Bhagwati and Panagariya also point out that with the subsidy on rice being the highest, the demand for rice will be the highest and the government distribution system will fail to procure enough rice. As they write “recognising that the absolute subsidy per kilogram is the largest in rice, the eligible households would stand to maximize the implicit transfer to them by buying rice and no other grain from the public distribution system. By reselling rice in the private market, they would be able to convert this maximized in-kind subsidy into cash…Of course, with all eligible households buying rice for their entire permitted quotas, the government distribution system will simply fail to procure enough rice.”
The 
jhollawallas’ big plan for financing the food security scheme comes from the revenue foregone number put out by the Finance Ministry. This is essentially tax that could have been collected but was foregone due to various exemptions and incentives. The Finance Ministry put this number at Rs 480,000 crore for 2010-2011 and Rs 530,000 crore for 2011-2012. Now only if these taxes could be collected food security could be easily financed the jhollawallas feel.
But this number is a huge overestimation given that a lot of revenue foregone is difficult to capture. As Amartya Sen, the big inspiration for the 
jhollawallasput it in a column in The Hindu in January 2012 “This is, of course, a big overestimation of revenue that can be actually obtained (or saved), since many of the revenues allegedly forgone would be difficult to capture — and so I am not accepting that rosy evaluation.”

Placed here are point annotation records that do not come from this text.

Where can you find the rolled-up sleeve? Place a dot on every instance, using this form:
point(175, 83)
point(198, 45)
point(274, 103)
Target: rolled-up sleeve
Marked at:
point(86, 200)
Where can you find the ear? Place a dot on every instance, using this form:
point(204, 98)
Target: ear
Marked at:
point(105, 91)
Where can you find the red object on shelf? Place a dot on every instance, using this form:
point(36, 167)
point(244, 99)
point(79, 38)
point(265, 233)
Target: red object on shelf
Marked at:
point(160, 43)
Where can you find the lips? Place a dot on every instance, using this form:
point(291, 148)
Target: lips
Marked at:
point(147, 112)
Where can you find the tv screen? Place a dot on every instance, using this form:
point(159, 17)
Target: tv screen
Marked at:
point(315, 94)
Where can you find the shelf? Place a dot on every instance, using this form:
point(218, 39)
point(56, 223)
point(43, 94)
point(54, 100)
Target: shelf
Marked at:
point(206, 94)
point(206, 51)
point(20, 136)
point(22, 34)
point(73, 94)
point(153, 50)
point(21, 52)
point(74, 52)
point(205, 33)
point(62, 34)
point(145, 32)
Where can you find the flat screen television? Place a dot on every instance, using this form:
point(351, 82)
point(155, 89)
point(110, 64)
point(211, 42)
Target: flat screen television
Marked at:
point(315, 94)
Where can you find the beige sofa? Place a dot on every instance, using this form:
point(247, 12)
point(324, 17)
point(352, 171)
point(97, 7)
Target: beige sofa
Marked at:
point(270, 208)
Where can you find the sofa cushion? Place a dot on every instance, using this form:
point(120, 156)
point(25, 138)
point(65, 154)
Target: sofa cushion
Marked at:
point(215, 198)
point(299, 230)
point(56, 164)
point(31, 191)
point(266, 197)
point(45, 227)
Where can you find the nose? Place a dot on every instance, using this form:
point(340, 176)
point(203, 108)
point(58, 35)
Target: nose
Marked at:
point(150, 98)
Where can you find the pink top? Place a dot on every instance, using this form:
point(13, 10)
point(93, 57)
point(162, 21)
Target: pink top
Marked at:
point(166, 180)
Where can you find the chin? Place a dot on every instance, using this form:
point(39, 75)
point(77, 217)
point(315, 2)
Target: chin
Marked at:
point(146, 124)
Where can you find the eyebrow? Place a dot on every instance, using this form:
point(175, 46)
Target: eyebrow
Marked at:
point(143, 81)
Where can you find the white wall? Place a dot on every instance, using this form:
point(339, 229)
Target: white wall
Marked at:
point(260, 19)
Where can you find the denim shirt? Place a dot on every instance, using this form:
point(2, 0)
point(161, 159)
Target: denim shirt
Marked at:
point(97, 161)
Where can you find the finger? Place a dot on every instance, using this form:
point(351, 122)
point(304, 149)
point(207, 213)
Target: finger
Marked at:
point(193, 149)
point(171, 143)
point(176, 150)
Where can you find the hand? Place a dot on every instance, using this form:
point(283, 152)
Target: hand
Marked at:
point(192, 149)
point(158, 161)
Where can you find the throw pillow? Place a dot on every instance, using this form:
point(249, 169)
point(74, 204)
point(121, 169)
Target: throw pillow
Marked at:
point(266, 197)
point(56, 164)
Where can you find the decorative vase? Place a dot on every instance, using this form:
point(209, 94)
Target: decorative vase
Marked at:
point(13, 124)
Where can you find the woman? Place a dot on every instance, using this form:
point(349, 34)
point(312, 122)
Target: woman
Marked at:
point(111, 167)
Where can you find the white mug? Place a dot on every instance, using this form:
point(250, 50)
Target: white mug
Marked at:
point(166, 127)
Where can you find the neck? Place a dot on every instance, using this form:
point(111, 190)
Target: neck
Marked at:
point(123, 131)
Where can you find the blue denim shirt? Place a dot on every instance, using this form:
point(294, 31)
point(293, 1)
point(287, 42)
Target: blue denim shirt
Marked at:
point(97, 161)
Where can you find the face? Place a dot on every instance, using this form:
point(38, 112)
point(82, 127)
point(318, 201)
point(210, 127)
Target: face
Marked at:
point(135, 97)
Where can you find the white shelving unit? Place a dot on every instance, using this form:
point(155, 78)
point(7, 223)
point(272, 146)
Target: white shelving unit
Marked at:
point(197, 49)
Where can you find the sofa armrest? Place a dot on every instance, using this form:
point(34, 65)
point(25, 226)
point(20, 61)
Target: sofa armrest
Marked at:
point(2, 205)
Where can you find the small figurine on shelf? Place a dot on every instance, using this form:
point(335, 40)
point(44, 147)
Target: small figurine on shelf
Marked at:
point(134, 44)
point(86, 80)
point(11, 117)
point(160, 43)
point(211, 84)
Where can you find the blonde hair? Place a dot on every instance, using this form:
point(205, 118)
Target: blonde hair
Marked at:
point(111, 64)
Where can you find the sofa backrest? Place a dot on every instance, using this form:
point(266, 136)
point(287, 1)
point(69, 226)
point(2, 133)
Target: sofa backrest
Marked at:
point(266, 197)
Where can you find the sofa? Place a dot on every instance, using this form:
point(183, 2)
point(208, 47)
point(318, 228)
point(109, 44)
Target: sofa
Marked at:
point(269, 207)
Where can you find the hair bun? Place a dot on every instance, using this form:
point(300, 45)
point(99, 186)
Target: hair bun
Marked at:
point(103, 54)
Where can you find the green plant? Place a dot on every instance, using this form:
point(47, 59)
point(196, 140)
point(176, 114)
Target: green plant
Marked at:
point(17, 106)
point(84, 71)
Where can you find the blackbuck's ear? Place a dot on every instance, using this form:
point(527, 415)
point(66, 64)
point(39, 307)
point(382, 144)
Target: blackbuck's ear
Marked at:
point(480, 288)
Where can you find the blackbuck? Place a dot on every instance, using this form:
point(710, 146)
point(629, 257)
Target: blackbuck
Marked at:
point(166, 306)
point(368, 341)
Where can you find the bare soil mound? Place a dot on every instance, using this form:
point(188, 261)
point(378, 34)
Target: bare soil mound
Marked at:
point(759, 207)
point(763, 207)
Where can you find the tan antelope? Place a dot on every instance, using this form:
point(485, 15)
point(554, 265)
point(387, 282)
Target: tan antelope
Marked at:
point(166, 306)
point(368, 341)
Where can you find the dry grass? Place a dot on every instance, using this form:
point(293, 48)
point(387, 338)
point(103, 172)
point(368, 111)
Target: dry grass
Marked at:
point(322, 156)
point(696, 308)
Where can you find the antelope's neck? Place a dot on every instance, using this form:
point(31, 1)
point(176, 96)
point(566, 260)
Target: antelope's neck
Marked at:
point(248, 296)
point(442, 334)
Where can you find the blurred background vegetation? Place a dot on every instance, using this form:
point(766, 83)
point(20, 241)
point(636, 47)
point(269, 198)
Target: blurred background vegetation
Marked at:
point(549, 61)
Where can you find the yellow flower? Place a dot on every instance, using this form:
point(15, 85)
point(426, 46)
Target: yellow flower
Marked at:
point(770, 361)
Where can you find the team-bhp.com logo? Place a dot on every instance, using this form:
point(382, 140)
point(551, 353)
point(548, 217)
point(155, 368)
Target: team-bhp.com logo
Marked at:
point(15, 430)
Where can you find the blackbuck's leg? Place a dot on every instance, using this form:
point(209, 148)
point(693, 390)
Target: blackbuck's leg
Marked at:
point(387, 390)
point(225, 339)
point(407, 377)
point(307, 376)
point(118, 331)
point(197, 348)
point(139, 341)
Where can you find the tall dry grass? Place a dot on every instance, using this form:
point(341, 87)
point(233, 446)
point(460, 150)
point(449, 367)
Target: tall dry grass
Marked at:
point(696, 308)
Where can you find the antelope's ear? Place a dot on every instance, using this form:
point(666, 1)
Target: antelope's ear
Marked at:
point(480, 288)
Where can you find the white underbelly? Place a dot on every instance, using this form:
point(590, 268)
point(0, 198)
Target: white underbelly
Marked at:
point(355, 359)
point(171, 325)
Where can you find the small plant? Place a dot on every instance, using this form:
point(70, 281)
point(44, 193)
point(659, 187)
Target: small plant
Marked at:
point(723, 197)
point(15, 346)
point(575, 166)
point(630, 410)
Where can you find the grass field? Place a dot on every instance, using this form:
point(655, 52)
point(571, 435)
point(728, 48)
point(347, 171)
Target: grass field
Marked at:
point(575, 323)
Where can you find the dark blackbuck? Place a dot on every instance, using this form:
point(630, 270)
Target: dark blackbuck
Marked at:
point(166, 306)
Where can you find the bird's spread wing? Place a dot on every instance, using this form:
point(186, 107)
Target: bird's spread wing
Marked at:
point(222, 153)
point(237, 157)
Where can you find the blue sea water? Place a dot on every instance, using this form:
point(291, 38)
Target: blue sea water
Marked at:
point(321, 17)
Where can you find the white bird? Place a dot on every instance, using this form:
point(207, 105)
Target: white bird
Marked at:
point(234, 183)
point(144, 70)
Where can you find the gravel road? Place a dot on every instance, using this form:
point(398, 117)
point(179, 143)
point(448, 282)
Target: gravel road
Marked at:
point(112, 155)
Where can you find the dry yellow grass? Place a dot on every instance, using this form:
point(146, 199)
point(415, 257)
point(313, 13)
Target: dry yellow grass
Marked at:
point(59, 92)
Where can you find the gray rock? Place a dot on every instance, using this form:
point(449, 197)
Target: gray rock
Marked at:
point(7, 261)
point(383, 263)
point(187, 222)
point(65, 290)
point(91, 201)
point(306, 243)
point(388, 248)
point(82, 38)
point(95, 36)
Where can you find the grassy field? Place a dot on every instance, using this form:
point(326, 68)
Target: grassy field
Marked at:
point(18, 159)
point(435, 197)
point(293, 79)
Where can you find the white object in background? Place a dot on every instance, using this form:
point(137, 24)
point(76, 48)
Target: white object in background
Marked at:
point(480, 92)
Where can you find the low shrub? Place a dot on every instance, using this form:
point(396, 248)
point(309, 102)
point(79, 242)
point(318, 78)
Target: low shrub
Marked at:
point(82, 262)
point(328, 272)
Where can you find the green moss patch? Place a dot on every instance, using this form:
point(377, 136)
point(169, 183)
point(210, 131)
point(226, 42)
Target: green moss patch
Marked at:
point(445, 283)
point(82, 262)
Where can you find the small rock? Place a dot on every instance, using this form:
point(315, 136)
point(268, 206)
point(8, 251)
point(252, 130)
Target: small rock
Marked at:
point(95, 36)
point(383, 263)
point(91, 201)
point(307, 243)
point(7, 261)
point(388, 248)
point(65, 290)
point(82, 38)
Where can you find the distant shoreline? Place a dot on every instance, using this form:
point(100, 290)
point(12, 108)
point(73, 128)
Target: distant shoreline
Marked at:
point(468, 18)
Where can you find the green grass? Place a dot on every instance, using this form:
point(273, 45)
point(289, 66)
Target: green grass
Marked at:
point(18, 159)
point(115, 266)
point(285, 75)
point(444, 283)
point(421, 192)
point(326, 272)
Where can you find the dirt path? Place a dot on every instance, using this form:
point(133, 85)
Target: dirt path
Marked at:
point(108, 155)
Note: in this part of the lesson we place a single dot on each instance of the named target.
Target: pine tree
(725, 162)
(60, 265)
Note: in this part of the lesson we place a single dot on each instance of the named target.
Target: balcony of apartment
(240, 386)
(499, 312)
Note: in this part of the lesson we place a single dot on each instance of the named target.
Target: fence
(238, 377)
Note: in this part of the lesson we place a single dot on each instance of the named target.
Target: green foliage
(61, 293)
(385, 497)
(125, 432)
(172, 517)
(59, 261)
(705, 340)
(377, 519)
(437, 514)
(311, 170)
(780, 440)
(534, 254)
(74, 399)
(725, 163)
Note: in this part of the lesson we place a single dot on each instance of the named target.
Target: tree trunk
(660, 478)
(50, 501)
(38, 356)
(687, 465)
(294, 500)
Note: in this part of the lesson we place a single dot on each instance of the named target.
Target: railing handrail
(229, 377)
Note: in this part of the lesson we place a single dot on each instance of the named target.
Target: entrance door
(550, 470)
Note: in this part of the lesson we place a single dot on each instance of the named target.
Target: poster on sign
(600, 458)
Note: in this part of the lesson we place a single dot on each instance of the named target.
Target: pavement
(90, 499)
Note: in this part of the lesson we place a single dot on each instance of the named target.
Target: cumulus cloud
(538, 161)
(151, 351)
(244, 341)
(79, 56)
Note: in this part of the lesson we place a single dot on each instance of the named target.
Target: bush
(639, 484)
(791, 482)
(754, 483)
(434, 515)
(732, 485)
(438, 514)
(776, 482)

Also, it is worth remembering something that 
finance minister P Chidambaram pointed out in his budget speech. “There are 42,800 persons – let me repeat, only 42,800 persons – who admitted to a taxable income exceeding Rs 1 crore per year,” Chidambaram said.
So Indians do not like to pay tax. And just because a tax is implemented does not mean that they will pay up. This is an after effect of marginal income tax rates touching a high of 97% during the rule of Indira Gandhi. A huge amount of the economy has since moved to black, where transactions happen but are never recorded.To conclude, the basic point is that food security will turn out to be a fairly expensive proposition for India. But then Sonia Gandhi believes in it and so do other parties which have voted for it.
With this Congress has firmly gone back to the 
garibi hatao politics of Indira Gandhi. And that is not surprising given the huge influence Indira Gandhi has had on Sonia.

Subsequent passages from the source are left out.